CHAPTER XX
Hitty
Hitty put on her bonnet—she had worn widow’s weeds for twenty-five years—and went out into the morning. She finally succeeded in boarding a south-bound Sixth Avenue car,—though since it was her habit to ignore the near side stop regulation, she always had considerable trouble in getting on any car,—and in seating herself bolt upright on the lengthwise seat, her black gloved hands folded indomitably before her.
At Fourth Street she descended and made her way east to the square, and thence to the top floor of the studio building to which Collier Pratt had taken his little daughter on the memorable occasion when he had plucked her from her warm nest of blankets and led her, sleepy and shivering, into the cold of the night. She had been at some pains to secure the address without taking Nancy into her confidence.
She took each creaking stair with a snort of disgust, and reaching the battered door with 289 Collier Pratt’s visiting card tacked on the smeary panel on a level with her eye, she knocked sharply, and scorning to wait for a reply, turned the knob and walked in.
Collier Pratt was making coffee on a small spirit lamp, set on the wash-stand, which was decorously concealed during the more formal hours of the day behind a soft colored Japanese screen. He was wearing a smutty painter’s smock, and though his face was shining with soap and water, his hair was standing about his face in a disorder eloquent of at least a dozen hours’ neglect. Sheila, in a mussy gingham dress, was trying to pry off the pasteboard covering of a pint bottle of milk with a pair of scissors, and succeeding only indifferently. They both turned on Hitty’s entrance, and the milk bottle went crashing to the floor when the little girl recognized her friend, but after one terrified look at her father she made no move at all in Hitty’s direction.
“And to what,” Collier Pratt ejaculated slowly and disagreeably, as is any man’s wont before he has had his draught of breakfast coffee, “am I to attribute the pleasure of this visit?”
“It ain’t no pleasure to me,” Hitty said, advancing, a figure of menace, into the center of the dusty workshop, strangely uncouth and unprepossessing in the cold morning light,—“and if it’s any pleasure to you, that’s an effect that I ain’t calculated to produce. I’ve come here on business—the business of collecting that poor neglected child there, and taking her back where she belongs, where there’s folks that knows enough to treat her right.”

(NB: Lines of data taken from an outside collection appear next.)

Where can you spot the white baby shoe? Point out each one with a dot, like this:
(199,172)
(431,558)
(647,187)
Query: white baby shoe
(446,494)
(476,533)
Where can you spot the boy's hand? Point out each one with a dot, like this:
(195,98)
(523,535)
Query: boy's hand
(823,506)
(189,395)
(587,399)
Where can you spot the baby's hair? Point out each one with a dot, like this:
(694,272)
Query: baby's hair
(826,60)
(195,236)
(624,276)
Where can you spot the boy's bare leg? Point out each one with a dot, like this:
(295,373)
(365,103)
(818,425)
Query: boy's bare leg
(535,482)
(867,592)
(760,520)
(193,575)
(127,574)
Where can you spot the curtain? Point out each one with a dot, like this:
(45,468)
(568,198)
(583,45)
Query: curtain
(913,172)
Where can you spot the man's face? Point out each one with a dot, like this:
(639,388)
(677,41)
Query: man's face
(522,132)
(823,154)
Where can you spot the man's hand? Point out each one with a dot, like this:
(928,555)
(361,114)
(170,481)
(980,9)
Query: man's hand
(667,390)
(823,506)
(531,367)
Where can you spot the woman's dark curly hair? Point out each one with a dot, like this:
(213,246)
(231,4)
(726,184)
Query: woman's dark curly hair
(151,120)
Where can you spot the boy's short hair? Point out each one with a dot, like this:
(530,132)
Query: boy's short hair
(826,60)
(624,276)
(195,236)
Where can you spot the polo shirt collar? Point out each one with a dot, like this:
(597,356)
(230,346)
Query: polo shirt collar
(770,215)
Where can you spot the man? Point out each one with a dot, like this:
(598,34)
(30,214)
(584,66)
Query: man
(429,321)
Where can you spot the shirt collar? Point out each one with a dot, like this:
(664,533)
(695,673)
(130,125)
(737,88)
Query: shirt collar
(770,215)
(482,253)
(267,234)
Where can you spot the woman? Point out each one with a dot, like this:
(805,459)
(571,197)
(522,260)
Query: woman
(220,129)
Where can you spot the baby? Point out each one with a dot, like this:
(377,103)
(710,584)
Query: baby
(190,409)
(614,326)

“Another of Miss Martin’s friends and well-wishers, I take it. These American girls are given to surrounding themselves with groups of warm and impulsive associates. Do you by any chance happen to know a young lawyer by the name of Boynton, Hitty? A collection lawyer?”
“I’ll thank you to call me Mrs. Spinney, if you please, or if you don’t please. Mrs. Spinney is the name I go by when I’m spoken to by them that knows their manners. If Billy Boynton thinks he can collect blood out of a stone he’s welcome to try, but I should think he was too long headed to waste his time.”